Ewan Stewart also expressed some regret over his portrayal of the character in the film, saying, "I'm ashamed to say it, really, now — I hadn't really given that a lot of thought, that I was playing a real person."
We'll never 100% know for sure, but most accounts support the idea that he was one of the most successful officers when it came to loading up the lifeboats and that he performed admirably throughout an impossible situation. "To many people, he is a Scottish hero," said one researcher. Following the movie's release, people from Murdoch's hometown in Scotland called on Cameron and the studio to apologize for the portrayal.
What about Ismay?
When talking about real people who were done dirty by the movie, however, you can't help but think of J. Bruce Ismay (Jonathan Hyde). Early in the film, we see him arrogantly pushing the captain to sail the ship faster, with the implication that this is (at least partly) what will lead to the Titanic's sinking later on. Later when the boat does sink, we see him sneak onto a lifeboat meant for women and children. Captain Murdoch seems disgusted when he sees what he's done, but doesn't stop him.
The movie doesn't seem to want us to outright hate Ismay for what he does in the end. Instead, the scene seems to ask the viewer, would you not be tempted to do the same thing in his situation? But he still doesn't come off well, with thousands of passengers drowning because of his hubris while he sneaks onto a lifeboat when no one's looking. In real life, there was little evidence that he ever pressured the captain to speed up (or that the captain would even listen if he did), and first-hand accounts from others on the lifeboat attested that there were no women and children nearby at the time, and he was explicitly ordered by an officer to get into the boat.

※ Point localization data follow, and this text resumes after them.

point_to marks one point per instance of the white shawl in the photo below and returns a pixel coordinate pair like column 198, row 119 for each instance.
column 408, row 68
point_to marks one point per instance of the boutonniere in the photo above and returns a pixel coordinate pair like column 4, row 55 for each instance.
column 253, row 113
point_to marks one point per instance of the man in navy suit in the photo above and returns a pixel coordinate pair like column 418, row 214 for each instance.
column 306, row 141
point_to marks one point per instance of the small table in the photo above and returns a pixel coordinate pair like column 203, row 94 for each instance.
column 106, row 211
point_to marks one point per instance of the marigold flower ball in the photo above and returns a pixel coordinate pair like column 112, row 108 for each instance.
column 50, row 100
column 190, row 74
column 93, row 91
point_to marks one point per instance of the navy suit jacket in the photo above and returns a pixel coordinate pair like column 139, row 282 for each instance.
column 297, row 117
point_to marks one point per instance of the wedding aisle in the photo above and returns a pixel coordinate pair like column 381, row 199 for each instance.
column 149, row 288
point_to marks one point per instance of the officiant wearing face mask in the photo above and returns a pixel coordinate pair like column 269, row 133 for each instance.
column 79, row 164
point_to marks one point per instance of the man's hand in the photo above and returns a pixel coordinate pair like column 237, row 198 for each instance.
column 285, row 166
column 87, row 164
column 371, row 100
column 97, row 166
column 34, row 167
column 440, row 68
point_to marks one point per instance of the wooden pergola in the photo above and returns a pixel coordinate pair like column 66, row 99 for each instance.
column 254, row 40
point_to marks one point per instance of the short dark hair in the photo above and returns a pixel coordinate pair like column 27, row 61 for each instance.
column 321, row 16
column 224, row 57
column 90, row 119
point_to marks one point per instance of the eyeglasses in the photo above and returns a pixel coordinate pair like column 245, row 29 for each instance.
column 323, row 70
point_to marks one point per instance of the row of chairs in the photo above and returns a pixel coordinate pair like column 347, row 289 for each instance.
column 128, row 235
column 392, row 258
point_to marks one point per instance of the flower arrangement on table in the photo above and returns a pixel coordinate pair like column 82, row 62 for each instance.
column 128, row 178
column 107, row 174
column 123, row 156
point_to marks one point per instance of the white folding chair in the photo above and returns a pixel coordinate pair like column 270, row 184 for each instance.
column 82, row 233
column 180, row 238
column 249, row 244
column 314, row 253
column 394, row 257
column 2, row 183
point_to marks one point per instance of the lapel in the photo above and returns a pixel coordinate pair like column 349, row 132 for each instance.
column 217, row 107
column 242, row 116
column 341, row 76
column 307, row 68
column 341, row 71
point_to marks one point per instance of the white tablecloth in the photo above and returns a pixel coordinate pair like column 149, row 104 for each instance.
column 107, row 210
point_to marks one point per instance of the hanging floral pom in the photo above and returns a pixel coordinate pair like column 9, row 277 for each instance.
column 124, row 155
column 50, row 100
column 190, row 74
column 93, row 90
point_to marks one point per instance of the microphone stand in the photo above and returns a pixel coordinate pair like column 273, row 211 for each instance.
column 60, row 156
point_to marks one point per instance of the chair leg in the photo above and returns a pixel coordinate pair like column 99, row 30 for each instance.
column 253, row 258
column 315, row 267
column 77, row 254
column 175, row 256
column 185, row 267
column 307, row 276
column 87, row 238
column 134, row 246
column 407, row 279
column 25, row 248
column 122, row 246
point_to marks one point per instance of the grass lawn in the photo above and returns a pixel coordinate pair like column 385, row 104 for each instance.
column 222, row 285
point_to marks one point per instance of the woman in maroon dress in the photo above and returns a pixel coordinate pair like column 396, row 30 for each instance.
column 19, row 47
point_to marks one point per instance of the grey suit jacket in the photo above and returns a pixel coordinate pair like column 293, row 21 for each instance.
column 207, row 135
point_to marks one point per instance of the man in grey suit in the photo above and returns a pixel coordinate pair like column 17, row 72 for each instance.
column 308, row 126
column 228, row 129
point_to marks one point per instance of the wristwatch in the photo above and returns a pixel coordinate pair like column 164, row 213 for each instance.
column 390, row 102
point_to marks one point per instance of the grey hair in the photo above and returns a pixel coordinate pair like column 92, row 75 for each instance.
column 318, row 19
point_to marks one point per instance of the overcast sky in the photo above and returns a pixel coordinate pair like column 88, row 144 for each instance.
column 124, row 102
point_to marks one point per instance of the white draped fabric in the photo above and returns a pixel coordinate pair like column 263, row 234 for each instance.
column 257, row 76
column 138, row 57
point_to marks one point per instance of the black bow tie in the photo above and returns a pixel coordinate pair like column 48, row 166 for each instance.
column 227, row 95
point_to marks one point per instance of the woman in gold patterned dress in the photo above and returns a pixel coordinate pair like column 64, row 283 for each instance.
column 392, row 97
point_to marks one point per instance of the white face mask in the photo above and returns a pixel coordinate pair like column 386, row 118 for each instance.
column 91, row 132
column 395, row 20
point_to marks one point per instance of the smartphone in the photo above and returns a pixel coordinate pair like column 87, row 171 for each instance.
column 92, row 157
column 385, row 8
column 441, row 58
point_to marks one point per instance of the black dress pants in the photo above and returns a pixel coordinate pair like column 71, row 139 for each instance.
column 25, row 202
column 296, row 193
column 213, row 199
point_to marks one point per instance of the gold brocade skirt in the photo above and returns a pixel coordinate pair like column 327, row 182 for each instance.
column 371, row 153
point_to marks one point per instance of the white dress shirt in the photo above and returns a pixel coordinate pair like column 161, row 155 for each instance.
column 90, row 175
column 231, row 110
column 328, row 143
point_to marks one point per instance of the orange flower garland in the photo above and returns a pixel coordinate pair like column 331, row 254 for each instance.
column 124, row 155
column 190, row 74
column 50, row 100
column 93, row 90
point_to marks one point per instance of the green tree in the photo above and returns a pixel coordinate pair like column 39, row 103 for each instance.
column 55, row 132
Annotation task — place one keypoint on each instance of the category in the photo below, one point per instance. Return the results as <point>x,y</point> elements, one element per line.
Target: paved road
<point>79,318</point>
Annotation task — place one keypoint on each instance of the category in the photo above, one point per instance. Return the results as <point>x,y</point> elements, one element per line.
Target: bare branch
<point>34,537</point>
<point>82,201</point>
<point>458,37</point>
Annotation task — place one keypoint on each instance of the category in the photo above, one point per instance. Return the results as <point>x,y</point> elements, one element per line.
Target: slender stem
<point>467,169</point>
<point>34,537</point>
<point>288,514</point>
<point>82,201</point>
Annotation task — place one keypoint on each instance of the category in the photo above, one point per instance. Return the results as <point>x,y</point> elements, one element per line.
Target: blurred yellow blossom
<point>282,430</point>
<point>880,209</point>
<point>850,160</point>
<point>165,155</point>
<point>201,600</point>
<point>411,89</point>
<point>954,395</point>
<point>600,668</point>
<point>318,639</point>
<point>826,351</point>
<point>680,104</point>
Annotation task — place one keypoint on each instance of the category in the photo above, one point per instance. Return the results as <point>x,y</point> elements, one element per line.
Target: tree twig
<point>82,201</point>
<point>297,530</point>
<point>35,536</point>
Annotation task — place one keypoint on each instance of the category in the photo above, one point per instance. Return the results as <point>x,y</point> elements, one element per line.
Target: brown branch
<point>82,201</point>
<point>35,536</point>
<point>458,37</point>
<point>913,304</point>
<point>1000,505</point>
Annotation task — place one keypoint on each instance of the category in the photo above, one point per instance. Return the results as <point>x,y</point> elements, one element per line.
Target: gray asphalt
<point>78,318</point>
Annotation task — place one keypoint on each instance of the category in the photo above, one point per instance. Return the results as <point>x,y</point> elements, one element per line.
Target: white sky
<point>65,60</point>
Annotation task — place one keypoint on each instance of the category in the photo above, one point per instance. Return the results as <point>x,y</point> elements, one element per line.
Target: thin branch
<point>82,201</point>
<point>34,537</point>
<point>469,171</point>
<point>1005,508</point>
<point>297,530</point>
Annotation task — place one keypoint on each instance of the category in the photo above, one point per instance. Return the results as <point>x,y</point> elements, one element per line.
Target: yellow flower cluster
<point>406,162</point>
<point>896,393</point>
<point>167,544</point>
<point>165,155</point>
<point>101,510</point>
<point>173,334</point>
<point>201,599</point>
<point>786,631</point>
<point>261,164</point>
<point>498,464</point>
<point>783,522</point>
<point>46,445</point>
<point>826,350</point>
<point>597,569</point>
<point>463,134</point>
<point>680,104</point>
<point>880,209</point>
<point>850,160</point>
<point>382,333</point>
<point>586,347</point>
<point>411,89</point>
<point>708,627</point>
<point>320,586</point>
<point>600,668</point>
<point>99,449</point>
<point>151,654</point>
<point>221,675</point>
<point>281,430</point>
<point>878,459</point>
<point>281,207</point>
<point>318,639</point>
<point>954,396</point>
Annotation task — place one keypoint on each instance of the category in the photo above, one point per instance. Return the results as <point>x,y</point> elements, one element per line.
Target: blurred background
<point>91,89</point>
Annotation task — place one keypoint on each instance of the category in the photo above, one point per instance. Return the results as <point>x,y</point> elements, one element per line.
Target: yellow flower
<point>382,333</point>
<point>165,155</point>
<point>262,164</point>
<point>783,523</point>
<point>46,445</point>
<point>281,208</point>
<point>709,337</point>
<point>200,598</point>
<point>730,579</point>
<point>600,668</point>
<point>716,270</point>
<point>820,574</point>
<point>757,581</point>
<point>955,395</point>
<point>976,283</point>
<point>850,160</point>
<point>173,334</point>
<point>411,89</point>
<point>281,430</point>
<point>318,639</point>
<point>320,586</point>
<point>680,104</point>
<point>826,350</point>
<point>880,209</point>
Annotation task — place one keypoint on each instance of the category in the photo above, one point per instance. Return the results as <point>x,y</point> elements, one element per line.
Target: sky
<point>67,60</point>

Apologies to Murdoch, at least
As with Murdoch, there's no way to know for sure what happened, but one can't help but wonder if the movie should've changed the names of these two characters. Doing so could've made it clear that they were loosely based on real people, without the moral problems that come with telling an audience that this is what a real person did. The average viewer would not have known nor cared that these weren't the real names of any people on board (just as no one cared that Rose nor Jack were not real people), and the families of Murdoch and Ismay wouldn't have to watch their ancestors be portrayed negatively in front of one of the largest audiences for any movie ever.

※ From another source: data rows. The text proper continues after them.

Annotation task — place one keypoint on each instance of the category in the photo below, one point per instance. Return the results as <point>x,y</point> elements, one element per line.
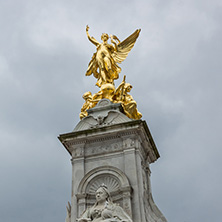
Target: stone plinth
<point>108,147</point>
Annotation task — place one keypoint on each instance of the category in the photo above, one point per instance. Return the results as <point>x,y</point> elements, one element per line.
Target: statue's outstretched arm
<point>91,39</point>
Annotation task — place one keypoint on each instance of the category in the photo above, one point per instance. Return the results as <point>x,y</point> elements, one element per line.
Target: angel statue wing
<point>123,48</point>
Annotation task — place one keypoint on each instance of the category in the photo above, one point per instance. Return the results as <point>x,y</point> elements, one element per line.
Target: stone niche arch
<point>116,181</point>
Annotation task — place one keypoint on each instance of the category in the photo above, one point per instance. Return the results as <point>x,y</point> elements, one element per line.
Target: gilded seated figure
<point>128,103</point>
<point>104,210</point>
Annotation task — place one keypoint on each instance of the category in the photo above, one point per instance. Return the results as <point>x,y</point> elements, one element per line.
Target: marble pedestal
<point>108,147</point>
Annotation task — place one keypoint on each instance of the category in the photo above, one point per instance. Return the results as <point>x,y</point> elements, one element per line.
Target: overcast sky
<point>175,69</point>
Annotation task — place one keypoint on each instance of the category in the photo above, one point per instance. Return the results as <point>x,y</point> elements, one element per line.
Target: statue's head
<point>104,37</point>
<point>102,194</point>
<point>128,87</point>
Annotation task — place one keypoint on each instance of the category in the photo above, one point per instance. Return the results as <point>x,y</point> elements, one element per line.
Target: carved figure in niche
<point>87,105</point>
<point>104,210</point>
<point>104,61</point>
<point>129,104</point>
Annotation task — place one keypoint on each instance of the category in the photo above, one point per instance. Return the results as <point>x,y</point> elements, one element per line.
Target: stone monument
<point>111,148</point>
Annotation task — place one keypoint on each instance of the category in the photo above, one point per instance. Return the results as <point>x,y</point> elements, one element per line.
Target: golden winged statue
<point>103,64</point>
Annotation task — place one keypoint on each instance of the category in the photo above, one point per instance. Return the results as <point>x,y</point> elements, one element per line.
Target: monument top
<point>105,69</point>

Yes, ideally viewers would understand that this is all a dramatization of events not meant to be taken as total fact, but considering how much effort the movie took to appear historically accurate, it's easy to see why the "it's just fiction" defense wouldn't be happily accepted by everyone.
For Murdoch at least, Cameron has apologized. "I think I have come to the realization that it was probably wrong to portray a specific person, in this case First Officer Murdoch, as the one who fired the weapon," he said in 2004. "First Officer Murdoch has a family and they took exception to that, and I think rightly so."